Schötmar (pgk). An einem solchen Tage, geflutet von goldener Herbstsonne, möchte man Friedrich Hebbel zitieren: "Dies ist ein Herbsttag, wie ich keinen sah! Die Luft ist still, als atmete man kaum, und dennoch fallen raschelnd, fern und nah, die schönsten Früchte ab von jedem Baum". Eine dieser "schönsten Früchte" des Tages verkörperte hier sicherlich die trotz des brillanten Wetters gut besuchte Abendmusik in der Kilianskirche! Fünf Werke aus Klassik und Romantik umfasste das Programm, wobei die Kantorei unter der Leitung von Kirchenmusikdirektor Ralf Bölting bei den Vokalwerken von einem Streichensemble (Konzertmeisterin: Christiane Muntschick) begleitet wurde, die Kompositionen für Orgel spielte Bölting an der großen Eule-Orgel der Kilianskirche.
Nach einem Offertorium für Chor, Streicher und Generalbass "Jubilate Deo" des vorrangig durch zahlreiche Klavierwerke bekannten Wiener Klassikers Anton Diabelli als leuchtendes Entree und einführenden Worten von Pfarrer i. R. Dr. Dieter Wiele, in denen er die überwiegend lateinischen Texte als "Sprache Gottes" würdigte, erweiternd aber anmerkte "Gott spricht viele Sprachen", kam Carl Philip Emanuel Bach im Jahr seines 300. Geburtstages zu Ehren mit seiner Orgelsonate Nr. 4 a-Moll. Erfrischend gleich das einfallsreiche "Allegro assai", lebendig und quirlig von Bölting vorgetragen, Frühklassik vom Brillantesten, das immer neue Impulse durch seine zahlreichen kurzen Generalpausen erhielt. Einem gesanglich interpretierten "Adagio" folgte ein in den Hauptpassagen vital registriertes und gespieltes "Allegro", das vor allem durch professionelle Virtuosität des Organisten und seine effektvollen Kontraste zwischen Ober- und Hauptwerk überzeugte.

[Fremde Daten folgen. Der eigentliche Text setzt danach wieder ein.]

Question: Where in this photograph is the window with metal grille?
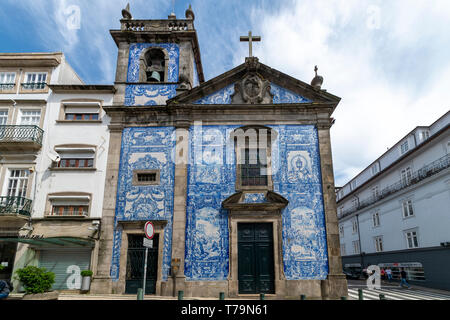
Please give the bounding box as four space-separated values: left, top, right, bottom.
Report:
241 148 267 186
7 170 30 197
137 172 156 182
57 158 94 168
0 72 16 90
22 72 47 89
20 110 41 126
0 110 8 126
52 205 89 216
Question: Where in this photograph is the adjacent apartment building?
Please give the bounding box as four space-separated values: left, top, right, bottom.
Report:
0 53 113 290
337 111 450 290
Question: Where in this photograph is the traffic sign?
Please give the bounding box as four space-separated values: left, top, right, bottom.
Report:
144 238 153 249
144 221 155 240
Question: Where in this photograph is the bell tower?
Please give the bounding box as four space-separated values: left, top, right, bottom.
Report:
110 4 204 107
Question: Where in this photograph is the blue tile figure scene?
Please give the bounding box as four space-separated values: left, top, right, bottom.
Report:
97 9 347 299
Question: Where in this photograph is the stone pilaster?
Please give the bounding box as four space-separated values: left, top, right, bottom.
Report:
318 125 347 299
91 126 122 293
172 126 189 293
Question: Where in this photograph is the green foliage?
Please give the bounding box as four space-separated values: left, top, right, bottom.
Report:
81 270 93 277
16 266 55 294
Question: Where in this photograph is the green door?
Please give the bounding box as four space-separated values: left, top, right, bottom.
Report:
238 223 275 294
125 233 159 294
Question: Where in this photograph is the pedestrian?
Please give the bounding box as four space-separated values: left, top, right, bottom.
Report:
0 280 9 300
385 267 392 283
400 268 411 289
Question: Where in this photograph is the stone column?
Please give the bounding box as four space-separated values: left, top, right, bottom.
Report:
172 123 189 294
91 126 122 293
318 115 347 299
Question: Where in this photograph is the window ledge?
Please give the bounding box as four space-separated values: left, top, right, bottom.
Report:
48 167 97 171
56 120 103 123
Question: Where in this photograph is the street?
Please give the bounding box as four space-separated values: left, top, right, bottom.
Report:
348 280 450 300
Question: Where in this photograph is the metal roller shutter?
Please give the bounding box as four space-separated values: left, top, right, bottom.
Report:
39 249 91 290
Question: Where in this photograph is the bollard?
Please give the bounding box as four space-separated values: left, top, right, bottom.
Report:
138 288 144 300
358 289 364 300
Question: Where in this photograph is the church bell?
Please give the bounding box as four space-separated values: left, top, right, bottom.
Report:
150 71 161 82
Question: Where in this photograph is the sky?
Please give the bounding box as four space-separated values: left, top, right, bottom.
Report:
0 0 450 186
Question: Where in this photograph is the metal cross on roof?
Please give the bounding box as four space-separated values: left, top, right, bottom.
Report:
240 31 261 57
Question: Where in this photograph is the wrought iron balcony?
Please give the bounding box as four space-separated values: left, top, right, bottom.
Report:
0 125 44 150
339 154 450 218
22 82 47 90
0 83 16 91
0 196 32 217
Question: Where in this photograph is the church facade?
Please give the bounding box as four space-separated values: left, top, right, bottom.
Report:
91 8 347 299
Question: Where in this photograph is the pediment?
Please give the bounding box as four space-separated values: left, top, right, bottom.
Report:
168 57 340 105
222 191 289 211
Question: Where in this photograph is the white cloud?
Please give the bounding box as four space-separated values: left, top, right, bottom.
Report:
244 0 450 185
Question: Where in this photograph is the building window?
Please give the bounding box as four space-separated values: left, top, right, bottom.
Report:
52 147 95 169
420 130 430 141
241 148 267 186
341 244 347 256
0 72 16 90
374 236 383 252
0 110 8 126
352 218 358 234
372 186 380 199
372 212 380 227
52 205 89 216
60 102 101 121
400 140 409 154
352 240 361 254
48 194 90 217
372 163 379 176
232 127 274 190
145 48 166 82
402 199 414 218
22 72 47 90
133 170 160 186
405 230 419 249
7 169 30 198
20 110 41 126
401 167 412 185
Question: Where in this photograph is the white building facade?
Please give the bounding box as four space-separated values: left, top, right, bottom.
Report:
337 112 450 290
0 53 113 290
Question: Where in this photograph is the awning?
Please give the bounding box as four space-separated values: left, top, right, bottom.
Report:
0 237 94 248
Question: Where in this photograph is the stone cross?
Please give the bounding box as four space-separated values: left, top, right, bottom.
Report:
240 31 261 57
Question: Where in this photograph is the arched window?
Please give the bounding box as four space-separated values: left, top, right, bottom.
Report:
233 126 276 190
140 48 168 82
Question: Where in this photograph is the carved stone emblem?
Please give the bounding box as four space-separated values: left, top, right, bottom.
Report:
231 72 273 104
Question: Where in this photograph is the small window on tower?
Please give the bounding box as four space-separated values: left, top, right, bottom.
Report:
145 49 166 82
133 170 159 186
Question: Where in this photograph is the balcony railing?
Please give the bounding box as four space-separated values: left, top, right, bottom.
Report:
121 19 194 31
0 83 16 91
22 82 47 90
0 125 44 146
339 154 450 218
0 196 32 217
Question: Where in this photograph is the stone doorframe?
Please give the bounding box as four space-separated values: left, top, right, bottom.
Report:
228 211 286 297
116 220 167 296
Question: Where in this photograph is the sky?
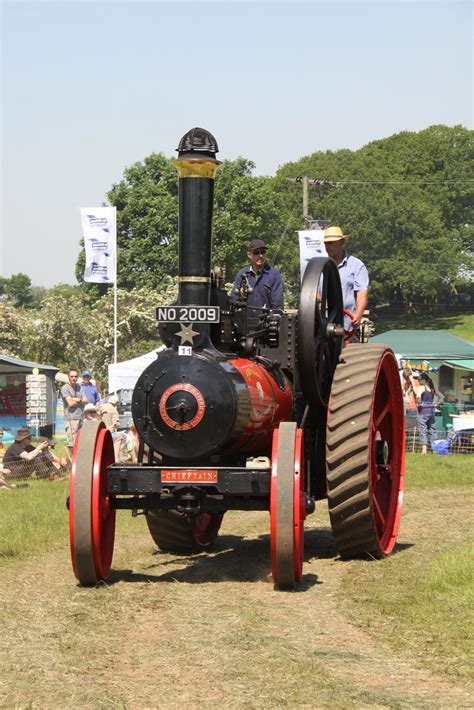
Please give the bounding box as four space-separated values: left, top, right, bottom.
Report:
0 0 473 287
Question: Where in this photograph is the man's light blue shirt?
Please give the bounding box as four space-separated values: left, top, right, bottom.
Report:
338 251 369 313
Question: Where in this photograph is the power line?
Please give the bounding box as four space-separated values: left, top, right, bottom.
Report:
286 175 474 187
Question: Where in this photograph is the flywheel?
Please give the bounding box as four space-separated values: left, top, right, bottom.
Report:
297 257 344 412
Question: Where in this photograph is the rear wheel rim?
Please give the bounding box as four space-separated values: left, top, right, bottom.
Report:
326 343 405 557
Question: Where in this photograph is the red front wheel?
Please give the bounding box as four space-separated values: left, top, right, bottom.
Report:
69 421 115 586
270 422 306 589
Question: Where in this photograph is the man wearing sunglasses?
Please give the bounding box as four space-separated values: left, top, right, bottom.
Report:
230 239 284 309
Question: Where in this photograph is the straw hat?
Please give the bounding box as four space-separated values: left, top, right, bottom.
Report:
323 227 350 242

Als romantisches Orgeljuwel entfaltete Bölting die "Suite gothique" c-Moll op. 25 von Leon Boellmann, der dieses prachtvolle Werk für die Einweihung der neuen Orgel in Notre-Dame komponierte und auch zu diesem Anlass im Mai 1895 erstmalig aufführte. Höchst beeindruckend die vehementen Registerwechsel zu Beginn – fast wie Frage und Antwort – gefolgt von einem bewegten Dreier-Rhythmus, äußerst beschwingt vom Organisten musiziert und immer wieder geprägt von pikanten Umregistrierungen – eine façettenreiche Registriertechnik ist eine von Böltings besonderen Begabungen. Nach einem zart intonierten, fast "gespenstisch" registrierten langsamen Satz mit wunderschönen romantischen Linien, begeisterte dann die bekannte "Toccata" (letzter Satz) den Zuhörer vollends, die der Kantor professionell und energiegeladen in effektvollem Metrum zu ihrem fulminanten Abschluss führte.
Die Kantorei glänzte mit erfreulich homogenem Chorklang bei der Motette "Jauchzet dem Herrn alle Welt" op. 69 von Felix Mendelssohn Bartholdy, vom überzeugenden "O geht zu seinen Toren ein" der Männerstimmen über ein strahlendes Chortutti "Denn der Herr ist freundlich", das dann in kultiviertem Piano verklang und schließlich beim "Gloria patri" in einem von den Männerstimmen bis zu den Sopranen gestuften "Amen" wirkungsvoll mündete. Das Te Deum C-Dur für Chor, Streicher und Generalbass KV 141 von Wolfgang Amadeus Mozart beschloss in ausgewogenen Tempi, gekonnten dynamischen Abstufungen und mit einer abschließend erfolgreich gemeisterten, höchst komplexen Fuge dieses Konzert der "leuchtenden Herbstfarben".